Cette baisse des recettes fiscales va conduire à une aggravation continue des déficits budgétaires, de la dette de l’État et donc de la dette publique. Que l’on comprenne bien le niveau de la dette aujourd’hui ne résulte pas d’une hausse des dépenses publiques qui se sont plutôt stabilisées malgré l’effet boule de neige dû à l’écart entre le taux d’intérêt de long terme et le taux de croissance.

En effet si le taux de croissance est plus faible que le taux d’intérêt alors l’endettement augmente. Comme le remarque l’OFCE-Sciences-Po avec beaucoup de circonvolutions ; « Par conséquent, l’augmentation de la dette publique relativement au PIB apparaît imputable, au moins en partie, à une réduction des recettes fiscales plus rapide que la baisse des dépenses publiques hors intérêt amorcée en 1993. Il semble donc que les baisses d’impôt et de cotisations sociales n’aient pas produit un surcroît de croissance suffisant pour compenser ex post le manque à gagner pour les comptes publics ».

La France présente de longue date le niveau d’imposition des revenus le plus faible d’Europe (7,3% du PIB en moyenne, représentant la somme de l’IR et de la CSG, contre 9% en Europe en 2009) : c’est pourtant l’impôt sur le revenu qui a été déconstruit et qui continue de l’être (Cf. la suppression de la première tranche ) par l’accumulation de niches fiscales et la baisse des taux du barème. Et ce au risque d’un délitement accru du lien social.

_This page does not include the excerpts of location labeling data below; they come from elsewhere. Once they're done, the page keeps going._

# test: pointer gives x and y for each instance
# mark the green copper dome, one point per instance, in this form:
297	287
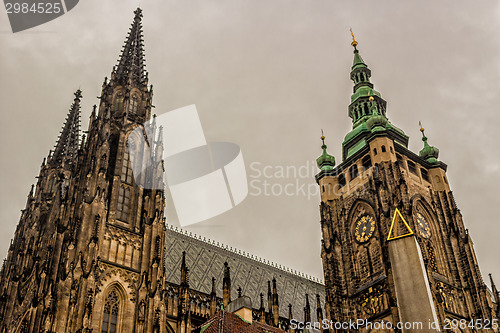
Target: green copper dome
428	153
325	161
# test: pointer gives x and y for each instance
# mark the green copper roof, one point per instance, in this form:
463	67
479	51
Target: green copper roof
325	161
428	153
358	61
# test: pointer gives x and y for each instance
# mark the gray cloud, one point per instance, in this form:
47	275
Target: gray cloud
269	75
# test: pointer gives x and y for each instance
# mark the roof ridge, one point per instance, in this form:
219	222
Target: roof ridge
244	254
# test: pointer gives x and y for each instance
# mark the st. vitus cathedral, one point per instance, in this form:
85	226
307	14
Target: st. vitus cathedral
394	245
93	253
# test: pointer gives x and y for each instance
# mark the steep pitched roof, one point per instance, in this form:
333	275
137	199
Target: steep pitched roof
206	260
228	322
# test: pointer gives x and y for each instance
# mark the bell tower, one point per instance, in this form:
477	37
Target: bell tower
394	245
88	252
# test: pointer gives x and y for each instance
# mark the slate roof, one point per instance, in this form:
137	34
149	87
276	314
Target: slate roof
232	323
205	260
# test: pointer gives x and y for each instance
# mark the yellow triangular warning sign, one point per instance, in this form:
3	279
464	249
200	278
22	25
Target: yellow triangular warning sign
403	230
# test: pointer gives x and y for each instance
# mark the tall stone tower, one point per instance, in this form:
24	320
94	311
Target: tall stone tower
394	245
88	252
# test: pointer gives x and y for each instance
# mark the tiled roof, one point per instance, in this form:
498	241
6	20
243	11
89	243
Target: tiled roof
232	323
205	260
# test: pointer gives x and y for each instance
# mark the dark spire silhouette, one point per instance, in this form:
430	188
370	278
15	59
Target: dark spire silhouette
66	148
131	62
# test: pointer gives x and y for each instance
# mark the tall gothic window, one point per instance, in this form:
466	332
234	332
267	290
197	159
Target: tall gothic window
133	104
123	204
126	167
118	102
110	314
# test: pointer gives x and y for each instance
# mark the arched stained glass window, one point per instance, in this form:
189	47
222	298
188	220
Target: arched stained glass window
110	314
118	101
133	104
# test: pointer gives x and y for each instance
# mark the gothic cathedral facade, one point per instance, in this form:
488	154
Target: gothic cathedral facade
394	246
89	246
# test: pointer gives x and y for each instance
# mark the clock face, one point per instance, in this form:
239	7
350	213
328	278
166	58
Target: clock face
364	228
423	226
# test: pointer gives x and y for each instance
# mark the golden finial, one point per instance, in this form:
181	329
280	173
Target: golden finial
354	42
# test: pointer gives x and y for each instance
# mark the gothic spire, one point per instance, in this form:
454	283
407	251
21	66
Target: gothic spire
131	62
428	153
325	161
226	286
66	148
496	293
184	271
307	310
361	107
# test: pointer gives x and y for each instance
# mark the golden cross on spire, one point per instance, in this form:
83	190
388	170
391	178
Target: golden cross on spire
354	42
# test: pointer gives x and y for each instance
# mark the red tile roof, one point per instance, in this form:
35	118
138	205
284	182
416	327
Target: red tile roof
232	323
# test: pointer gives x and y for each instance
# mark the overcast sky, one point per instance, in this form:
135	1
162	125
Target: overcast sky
268	75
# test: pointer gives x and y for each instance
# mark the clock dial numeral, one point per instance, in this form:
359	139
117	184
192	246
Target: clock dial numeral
365	227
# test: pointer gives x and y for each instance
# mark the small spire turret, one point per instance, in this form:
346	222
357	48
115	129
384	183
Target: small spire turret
131	62
226	285
428	153
325	161
66	149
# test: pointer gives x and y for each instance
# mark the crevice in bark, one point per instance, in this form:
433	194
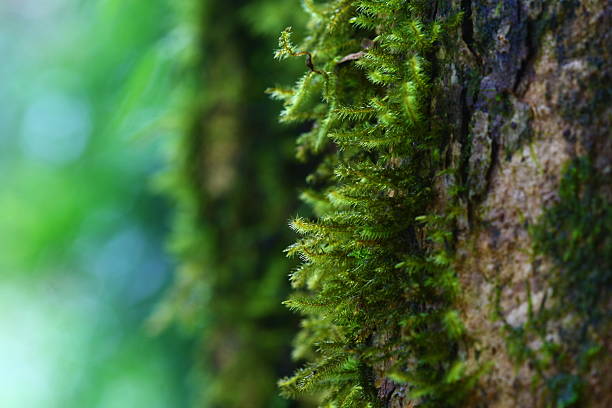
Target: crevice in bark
527	64
467	28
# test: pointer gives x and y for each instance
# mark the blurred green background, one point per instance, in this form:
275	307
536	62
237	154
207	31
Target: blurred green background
86	93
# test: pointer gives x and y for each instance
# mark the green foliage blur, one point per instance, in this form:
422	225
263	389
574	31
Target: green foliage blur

Le simple maintien des du barème d’impôts sur le revenu de 1999 aurait rapporté entre 2000 et 2011 plus de quinze milliards d’euros chaque année. Un petit exercice de simulation de moins d’une heure que réalisent chaque année les élèves de terminale ES montre que la simple suppression des niches fiscales, l’annulation des avantages fiscaux consentis aux contribuables les plus aisés depuis une quinzaine d’année suffit à faire disparaître le déficit budgétaire. Avant de conclure nous voudrions rappeler que l’ensemble des données chiffrées  ici avancées sont facilement vérifiables sur un moteur de recherche.
L’État doit rembourser «sa» dette disiez-vous Philippe Petit ! Mais de quelle dette s’agit-il ? En quoi l »Etat représentant de l’intérêt général est-il comptable des errements d’intérêts privés? En quoi les salariés, qui représentent 90% de la population active, sont-ils redevables de cette gabegie, de cette débâcle? Vous pourriez répondre : pouvait-on faire autrement puisque dans un climat de mondialisation généralisée droite et gauche ont suivi le même chemin ? Il faudrait alors vous interroger sur le risque de disparition de la démocratie dont le maintien et la vigueur ne se justifient que par l’existence à tout moment d’alternatives. La montée des intégrismes identitaires, des fascismes religieux, des extrémismes politiques n’est-elle pas le symptôme tragique, désespéré et pitoyable d’une demande d’une autre voie?